国内初の塔建築の曳家工事に挑む
高野山の光台院にて400年前に建立された多宝塔。小ぶりながらも屋根の垂木が扇垂木となるなど、非常に凝った造りになっています。大正期に財閥藤田伝三郎により、大阪の地(現在の藤田美術館敷地内)に移されました。大成建設様の設計施工により藤田美術館建て替えが行われましたが、美術館が以前より大きくなるに伴って13mの曳家と修理が必要となり、匠弘堂がその大きな任務を遂行いたしました。日本国内では塔建築の曳家は初めてとのことです。
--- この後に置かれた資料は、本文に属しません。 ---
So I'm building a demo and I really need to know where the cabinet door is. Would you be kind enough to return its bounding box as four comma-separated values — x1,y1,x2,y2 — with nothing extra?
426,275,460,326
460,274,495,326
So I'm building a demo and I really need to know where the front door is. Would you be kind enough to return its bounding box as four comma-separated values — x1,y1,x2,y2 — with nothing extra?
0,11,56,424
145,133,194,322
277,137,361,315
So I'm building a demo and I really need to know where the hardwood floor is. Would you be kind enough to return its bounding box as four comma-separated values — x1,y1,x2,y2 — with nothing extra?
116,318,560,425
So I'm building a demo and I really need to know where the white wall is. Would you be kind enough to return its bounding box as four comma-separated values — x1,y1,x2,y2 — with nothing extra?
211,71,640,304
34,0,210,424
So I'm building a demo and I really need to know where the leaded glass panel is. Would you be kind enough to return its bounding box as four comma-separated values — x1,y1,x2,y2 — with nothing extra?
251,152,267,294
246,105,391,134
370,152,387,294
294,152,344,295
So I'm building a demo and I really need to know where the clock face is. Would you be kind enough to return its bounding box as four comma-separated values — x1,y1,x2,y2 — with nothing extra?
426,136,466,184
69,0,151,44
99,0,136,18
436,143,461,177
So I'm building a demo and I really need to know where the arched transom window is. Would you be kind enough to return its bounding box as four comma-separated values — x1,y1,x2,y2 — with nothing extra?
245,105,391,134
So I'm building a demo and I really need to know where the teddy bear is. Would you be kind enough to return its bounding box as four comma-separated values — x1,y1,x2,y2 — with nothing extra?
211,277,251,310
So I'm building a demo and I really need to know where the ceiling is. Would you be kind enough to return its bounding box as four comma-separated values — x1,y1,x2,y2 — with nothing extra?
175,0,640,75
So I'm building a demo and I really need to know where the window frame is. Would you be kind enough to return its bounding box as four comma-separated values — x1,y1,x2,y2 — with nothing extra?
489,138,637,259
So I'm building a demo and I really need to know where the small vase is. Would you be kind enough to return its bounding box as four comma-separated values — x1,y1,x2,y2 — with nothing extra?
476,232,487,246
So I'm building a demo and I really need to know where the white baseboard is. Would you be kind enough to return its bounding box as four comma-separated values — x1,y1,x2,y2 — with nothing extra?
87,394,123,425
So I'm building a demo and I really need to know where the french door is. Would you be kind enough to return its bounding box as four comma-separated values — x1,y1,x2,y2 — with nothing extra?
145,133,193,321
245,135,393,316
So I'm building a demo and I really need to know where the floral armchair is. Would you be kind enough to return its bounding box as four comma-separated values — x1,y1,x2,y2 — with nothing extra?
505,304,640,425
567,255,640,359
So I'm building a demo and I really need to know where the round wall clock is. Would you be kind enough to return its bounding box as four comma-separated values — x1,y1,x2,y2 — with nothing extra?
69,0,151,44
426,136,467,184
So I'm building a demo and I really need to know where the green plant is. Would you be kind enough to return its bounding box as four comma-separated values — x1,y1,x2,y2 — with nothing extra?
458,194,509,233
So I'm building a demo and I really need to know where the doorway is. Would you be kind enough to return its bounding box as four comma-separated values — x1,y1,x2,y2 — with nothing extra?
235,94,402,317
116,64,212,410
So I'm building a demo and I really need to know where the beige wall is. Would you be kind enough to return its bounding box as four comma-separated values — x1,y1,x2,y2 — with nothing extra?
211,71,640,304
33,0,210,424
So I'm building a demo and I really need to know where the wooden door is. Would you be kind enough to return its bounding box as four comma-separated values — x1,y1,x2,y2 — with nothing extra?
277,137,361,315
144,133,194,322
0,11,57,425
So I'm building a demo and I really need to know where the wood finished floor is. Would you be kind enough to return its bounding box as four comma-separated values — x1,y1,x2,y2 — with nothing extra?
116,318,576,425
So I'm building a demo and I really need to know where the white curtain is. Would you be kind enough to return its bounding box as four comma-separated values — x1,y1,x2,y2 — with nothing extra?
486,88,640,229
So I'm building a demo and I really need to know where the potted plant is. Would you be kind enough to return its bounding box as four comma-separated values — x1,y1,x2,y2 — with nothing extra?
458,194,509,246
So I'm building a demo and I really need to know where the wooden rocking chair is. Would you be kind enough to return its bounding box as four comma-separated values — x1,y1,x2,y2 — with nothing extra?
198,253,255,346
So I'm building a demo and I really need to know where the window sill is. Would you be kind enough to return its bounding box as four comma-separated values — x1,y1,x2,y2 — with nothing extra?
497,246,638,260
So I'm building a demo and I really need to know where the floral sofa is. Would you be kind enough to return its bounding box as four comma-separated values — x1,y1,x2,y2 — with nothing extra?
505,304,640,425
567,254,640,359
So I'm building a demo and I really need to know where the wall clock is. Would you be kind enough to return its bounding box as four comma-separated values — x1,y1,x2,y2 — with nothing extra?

上下の屋根をしっかり固定して剛性を高めたこと、現場でのチームワーク、事前に十分なシュミレーションをしたことにより、無事に一大事業を成し遂げました。
有馬棟梁コメント
平屋の建物と比べ不安定な塔建築の曳家ということもあり、長い付き合いの中で高い技術を持っている鳶業者さんとタッグを組んで作業に挑みました。ジャッキで上げ下げする際が一番気を遣うところで、なるべく水平を保ちながら慎重に行いました。13m先の目標地点まで無事に曳家を完了させた時には、今まで感じたことのない安堵感を覚えました。